Github Codespaces

Cover Image for Github Codespaces

4 min read

Github announced their new web based development environment called Codespaces at their

Event. To be honest, this was the feature I was most excited about this year. And this evening, I finally got the email that I have access to the beta version of it!

First things first, I had some trouble finding out how to launch a codespace for a given repo. I navigated around the repo README page a bit, and eventually found the option under the green "Code" button, where you can open the collapsible menu that contains the clone URL. There is now also an option to open the repo in a new codespace / a list of any existing codespaces for that repository.

So I fired up my first codespace, and after approximately 45 seconds - 1 minute I was greeted with the all too familiar VS Code layout when you open a new project. They initially launched with a terminal open and a way too bright Github Theme. The first thing I did was install a Dracula Theme, the Vim Extension, and GitLens.
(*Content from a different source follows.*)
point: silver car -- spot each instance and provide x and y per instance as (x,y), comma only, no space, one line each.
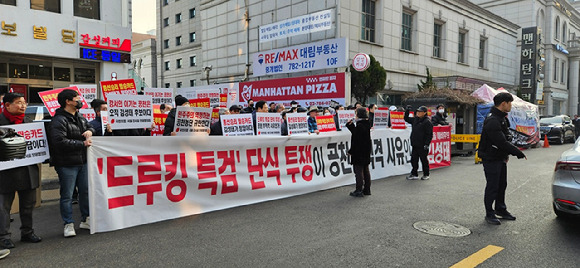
(566,183)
To my surprise, the extensions all installed without a hitch and "reloading" VS Code then only took as long as you'd expect a normal Github page reload to take. After which the theme was applied! I continued by doing what I'd do in any development environment, and installed the project's dependencies and fired up the dev server. This is where I noticed the first significant difference.

Codespace Overview

As soon as the development server was started, VS Code popped up a notification telling me the local development port had been forwarded. The action buttons on the notification were "Open in Browser" and "Show Tunnels View". Open in browser opened the dev environment in a new tab under a url such as: [uuid] The next option, show tunnels view, was something new, however. This focused a new sidebar menu which gave an overview of the current container it was running in - which repo was opened, which ports were forwarded, and a line item which said "Suspend: After 30 Minutes". I assume that's the default time-out. After 30 minutes of inaction it will most likely tear down this container.
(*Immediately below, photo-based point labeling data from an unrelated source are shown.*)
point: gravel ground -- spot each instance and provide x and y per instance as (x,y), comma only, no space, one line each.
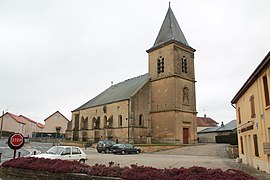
(219,151)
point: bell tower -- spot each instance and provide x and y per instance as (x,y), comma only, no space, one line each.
(172,79)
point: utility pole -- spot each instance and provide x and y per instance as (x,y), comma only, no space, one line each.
(1,132)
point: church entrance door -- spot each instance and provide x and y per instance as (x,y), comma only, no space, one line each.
(185,135)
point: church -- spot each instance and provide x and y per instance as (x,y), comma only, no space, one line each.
(157,107)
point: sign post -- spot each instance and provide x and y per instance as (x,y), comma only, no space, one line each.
(15,141)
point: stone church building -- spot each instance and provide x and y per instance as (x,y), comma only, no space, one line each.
(157,107)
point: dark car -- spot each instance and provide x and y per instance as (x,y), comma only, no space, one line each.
(125,149)
(105,146)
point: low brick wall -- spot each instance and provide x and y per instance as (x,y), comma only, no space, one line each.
(23,174)
(155,148)
(233,151)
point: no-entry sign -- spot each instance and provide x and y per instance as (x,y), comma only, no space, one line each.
(16,141)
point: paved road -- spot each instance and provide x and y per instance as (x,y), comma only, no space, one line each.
(207,155)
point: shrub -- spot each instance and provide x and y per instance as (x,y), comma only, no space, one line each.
(134,172)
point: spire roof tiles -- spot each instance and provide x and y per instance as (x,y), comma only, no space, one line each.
(170,30)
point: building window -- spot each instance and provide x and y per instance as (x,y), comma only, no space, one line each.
(242,145)
(266,91)
(160,65)
(239,115)
(184,64)
(140,120)
(252,106)
(94,124)
(110,121)
(120,121)
(256,149)
(185,95)
(58,129)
After making some minor changes to my code and feeling very at-home in this "new" VS Code environment, I decided to go digging a bit into what else I could see from inside this container.

I realized apt was installed in the container, so it had to be a debian-based distro, and installed a few applications. vim was already installed by default, by the way!


htop ran without a hitch and reported some interesting stuff. Looks like the container was given access to 2 cores and 4gb of RAM, and there was an odd process running:

/bin/sh -c while sleep 1000; do:; done

What could possibly be the point of this? As far as I can tell, this just loops every 1000 ms and does nothing, and then does nothing again 1000 ms later. What?

Anyway, what linux based post would be complete without a screenfetch screenshot!


Looks like its running Debian 9 Stretch and a relatively recent kernel (5.4). Based on the details here, including the CPU, this looks to be an Azure Standard_F2s_v2 instance.

In summary, without having spent a great deal of time with the new product - I can already say that I am a big fan and can definitely see the use-case for something like this. Kernel developers could work from a small chromebook in an airport and not have to worry about having a beefy machine to run builds on, etc. Web Devs have an easy to setup, common environment for their entire team to run and public development URLs which can be shared with colleagues or clients! VS Code feels just like it does on the desktop, because well - it is just like VS Code on the desktop, except for its in the browser. You get what I mean, its snappy, all the extensions I tested work, and it feels great.

Personally, I don't know if I'll be using it a ton because I don't have a direct use case for it at the moment, but I definitely am a big fan and wish the team at Github / Microsoft the best of luck with this!